Zum richtigen Spielen gehört die Natürlichkeit, mit der sich die Personen auf der Bühne bewegen: Mischa Schelomianski als Blaubart, Katerina Hebelkova als Judith und Christian Manuel Oliveira als Sprecher des Prologs. Beinahe lässt die filmrealistische Genauigkeit – auch dank dem subtilen Licht von Mario Boesemann – vergessen, dass die Darsteller singen, so leicht und mühelos kommen ihnen die Gesangslinien über die Lippen. Mit fein abgestufter Interaktion realisieren sie ein Zusammenspiel von kammermusikalischer Dichte. Der Sprecher des Prologs, der am Anfang nur Bänder abhörte, wird da mit der Zeit zum Beteiligten; zuerst innerlich, dann faktisch. Er wandert über die Bühne und streckt den Arm nach Judith aus, ohne den Lauf des Geschehens verändern zu können.

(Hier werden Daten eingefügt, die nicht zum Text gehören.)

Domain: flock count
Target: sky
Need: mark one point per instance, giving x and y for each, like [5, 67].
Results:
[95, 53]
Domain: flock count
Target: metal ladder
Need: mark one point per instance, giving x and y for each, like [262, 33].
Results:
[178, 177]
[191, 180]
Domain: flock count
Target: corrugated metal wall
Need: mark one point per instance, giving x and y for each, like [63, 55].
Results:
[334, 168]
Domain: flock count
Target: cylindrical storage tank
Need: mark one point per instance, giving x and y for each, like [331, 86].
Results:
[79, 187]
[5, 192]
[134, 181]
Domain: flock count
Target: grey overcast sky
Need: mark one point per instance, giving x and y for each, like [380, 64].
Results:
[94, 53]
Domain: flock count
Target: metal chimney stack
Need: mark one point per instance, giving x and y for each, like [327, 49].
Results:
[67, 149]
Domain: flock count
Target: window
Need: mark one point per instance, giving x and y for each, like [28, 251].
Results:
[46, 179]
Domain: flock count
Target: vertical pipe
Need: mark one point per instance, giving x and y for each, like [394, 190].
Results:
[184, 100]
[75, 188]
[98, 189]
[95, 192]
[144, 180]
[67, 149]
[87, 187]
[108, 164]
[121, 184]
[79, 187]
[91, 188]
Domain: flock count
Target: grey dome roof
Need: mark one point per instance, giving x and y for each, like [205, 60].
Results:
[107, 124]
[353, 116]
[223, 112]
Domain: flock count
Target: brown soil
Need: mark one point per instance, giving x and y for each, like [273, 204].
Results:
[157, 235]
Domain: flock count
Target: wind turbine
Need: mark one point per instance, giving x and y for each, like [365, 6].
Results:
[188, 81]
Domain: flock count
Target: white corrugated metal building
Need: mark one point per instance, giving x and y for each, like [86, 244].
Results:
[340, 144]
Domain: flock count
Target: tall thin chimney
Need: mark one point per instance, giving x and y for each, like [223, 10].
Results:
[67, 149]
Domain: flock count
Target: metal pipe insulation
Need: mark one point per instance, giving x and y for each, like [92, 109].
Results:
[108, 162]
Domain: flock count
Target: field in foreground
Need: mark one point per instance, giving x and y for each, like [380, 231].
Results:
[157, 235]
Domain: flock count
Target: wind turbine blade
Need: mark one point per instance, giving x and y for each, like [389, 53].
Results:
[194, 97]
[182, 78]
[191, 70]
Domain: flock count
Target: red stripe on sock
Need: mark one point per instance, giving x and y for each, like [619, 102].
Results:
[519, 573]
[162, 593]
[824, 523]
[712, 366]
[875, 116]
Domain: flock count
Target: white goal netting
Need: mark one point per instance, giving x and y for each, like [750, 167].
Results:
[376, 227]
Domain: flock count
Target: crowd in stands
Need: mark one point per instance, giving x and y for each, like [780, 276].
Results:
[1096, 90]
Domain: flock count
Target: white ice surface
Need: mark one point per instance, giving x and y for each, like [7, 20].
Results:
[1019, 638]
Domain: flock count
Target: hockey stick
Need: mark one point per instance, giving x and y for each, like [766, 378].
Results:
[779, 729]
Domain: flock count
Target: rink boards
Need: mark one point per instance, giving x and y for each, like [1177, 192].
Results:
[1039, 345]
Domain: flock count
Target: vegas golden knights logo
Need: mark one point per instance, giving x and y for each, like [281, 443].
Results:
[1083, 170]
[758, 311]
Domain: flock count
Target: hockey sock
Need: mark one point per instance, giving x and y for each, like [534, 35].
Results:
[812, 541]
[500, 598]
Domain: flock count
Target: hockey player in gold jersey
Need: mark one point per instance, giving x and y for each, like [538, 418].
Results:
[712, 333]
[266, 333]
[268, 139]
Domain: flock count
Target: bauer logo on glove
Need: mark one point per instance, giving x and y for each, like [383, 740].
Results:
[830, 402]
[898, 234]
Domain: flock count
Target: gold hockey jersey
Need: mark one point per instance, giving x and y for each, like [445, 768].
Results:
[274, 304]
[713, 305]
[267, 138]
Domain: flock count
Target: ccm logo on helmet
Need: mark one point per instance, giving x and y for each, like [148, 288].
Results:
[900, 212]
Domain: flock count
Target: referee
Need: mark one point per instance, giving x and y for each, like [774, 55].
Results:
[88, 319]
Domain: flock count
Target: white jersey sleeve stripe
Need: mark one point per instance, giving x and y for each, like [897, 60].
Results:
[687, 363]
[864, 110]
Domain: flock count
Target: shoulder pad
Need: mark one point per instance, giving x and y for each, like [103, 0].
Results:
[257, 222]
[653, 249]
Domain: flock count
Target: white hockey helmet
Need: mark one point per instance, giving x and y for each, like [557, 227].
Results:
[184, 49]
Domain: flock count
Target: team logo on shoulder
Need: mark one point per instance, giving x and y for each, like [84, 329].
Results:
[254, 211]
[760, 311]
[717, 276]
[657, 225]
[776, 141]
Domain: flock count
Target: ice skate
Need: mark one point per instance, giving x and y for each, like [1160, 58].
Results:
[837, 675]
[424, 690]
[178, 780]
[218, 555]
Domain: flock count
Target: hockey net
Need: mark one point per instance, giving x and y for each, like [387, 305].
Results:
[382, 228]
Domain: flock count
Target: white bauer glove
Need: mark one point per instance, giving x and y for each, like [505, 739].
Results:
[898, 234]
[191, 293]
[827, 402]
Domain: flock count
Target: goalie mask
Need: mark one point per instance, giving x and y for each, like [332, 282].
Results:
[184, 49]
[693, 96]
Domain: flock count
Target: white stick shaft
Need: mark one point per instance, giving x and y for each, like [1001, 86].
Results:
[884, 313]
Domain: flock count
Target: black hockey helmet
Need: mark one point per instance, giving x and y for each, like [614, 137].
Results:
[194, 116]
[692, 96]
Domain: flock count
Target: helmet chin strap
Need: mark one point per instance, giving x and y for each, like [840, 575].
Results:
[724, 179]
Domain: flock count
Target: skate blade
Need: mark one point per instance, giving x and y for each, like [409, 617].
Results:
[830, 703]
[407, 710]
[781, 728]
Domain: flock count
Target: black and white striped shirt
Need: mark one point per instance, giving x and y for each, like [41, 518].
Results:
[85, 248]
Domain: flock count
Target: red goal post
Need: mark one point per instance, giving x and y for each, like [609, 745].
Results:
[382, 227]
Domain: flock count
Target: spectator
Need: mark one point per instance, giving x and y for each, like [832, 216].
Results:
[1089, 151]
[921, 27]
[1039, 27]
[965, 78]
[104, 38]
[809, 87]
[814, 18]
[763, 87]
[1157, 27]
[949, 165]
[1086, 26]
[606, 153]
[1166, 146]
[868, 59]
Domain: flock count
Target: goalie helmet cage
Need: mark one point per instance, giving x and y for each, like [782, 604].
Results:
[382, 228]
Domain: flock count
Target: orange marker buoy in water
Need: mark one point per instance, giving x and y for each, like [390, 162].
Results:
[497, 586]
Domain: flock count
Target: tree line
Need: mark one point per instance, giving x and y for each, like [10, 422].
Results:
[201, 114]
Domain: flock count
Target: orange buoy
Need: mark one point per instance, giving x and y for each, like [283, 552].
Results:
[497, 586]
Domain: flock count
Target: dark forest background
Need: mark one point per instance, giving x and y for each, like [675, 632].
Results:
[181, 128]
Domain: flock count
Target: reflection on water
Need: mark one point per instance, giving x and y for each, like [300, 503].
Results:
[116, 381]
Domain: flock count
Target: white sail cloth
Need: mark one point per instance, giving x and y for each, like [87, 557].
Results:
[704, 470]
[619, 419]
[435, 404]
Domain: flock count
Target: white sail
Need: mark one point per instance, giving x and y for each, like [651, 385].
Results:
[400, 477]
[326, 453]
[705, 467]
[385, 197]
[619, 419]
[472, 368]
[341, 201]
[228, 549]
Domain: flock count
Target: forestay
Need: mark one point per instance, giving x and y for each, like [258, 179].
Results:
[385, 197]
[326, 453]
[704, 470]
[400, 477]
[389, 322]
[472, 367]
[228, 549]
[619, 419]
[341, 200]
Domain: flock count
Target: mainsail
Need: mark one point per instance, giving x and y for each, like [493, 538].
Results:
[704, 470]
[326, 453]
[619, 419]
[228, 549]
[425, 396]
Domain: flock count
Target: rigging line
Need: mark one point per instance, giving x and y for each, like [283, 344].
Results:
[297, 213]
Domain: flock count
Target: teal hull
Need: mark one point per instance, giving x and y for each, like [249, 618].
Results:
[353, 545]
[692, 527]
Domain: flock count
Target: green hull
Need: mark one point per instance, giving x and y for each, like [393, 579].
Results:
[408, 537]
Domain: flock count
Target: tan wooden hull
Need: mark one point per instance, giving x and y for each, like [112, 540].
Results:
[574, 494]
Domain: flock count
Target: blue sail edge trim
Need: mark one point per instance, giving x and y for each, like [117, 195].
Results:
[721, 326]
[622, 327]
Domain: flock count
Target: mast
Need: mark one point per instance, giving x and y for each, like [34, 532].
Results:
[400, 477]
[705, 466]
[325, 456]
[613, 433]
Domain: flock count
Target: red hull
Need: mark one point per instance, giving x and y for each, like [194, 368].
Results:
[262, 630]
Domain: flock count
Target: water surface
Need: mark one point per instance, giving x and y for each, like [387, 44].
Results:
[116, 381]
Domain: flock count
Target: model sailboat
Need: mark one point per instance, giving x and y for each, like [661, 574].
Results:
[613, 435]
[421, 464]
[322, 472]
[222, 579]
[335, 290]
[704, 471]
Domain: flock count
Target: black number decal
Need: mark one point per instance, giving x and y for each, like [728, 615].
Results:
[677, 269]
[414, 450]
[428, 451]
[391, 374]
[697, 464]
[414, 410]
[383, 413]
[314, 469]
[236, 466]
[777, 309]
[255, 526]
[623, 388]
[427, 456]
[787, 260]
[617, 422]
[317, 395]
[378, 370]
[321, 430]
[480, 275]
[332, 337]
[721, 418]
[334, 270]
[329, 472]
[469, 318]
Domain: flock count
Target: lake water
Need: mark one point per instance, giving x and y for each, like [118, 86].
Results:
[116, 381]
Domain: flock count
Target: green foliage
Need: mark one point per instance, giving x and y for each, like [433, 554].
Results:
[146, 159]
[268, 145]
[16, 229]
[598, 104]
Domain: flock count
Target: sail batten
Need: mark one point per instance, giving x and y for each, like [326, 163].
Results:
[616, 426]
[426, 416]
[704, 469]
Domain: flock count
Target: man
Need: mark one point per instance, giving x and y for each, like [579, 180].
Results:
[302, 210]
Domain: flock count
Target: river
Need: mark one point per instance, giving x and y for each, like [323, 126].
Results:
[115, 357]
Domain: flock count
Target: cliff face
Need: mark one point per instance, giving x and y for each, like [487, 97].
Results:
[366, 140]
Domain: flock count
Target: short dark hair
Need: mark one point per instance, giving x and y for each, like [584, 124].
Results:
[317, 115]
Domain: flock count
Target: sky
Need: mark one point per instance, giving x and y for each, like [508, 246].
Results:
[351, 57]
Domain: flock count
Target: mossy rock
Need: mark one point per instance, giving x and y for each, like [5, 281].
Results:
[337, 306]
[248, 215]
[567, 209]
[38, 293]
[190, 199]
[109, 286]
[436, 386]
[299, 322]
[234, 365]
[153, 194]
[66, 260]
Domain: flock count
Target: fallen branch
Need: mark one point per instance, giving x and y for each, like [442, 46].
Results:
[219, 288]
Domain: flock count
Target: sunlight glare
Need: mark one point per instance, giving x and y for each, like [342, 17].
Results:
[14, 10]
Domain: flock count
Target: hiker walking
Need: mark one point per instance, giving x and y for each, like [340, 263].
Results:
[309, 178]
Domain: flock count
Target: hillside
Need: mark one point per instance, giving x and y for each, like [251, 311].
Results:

Und hier ist vielleicht das subtilste Zeichen in Dieter Kaegis Meisterinszenierung: Gleichzeitig Sixtinische Kapelle (Gott Vater und Adam), "Dantons Tod" ("Wir strecken die Hände nacheinander aus, aber es ist vergebliche Mühe, wir sind sehr einsam.") und Tagesschau (der Blick der Boat People in die Kamera, ohne dass sich der Kontakt schliesst). Damit erfasst das unscheinbare darstellerische Symbol der Vergeblichkeit das ganze Leid von Béla Bartóks Meisterwerk. Für eine so durchdachte, mehrschichtige Aufführung lohnt sich die Fahrt in die Provinz, sogar aus Zürich und Basel (und erst recht aus Wien).
Ambivalenz der Gebärden.
Und ausweglose Finsternis.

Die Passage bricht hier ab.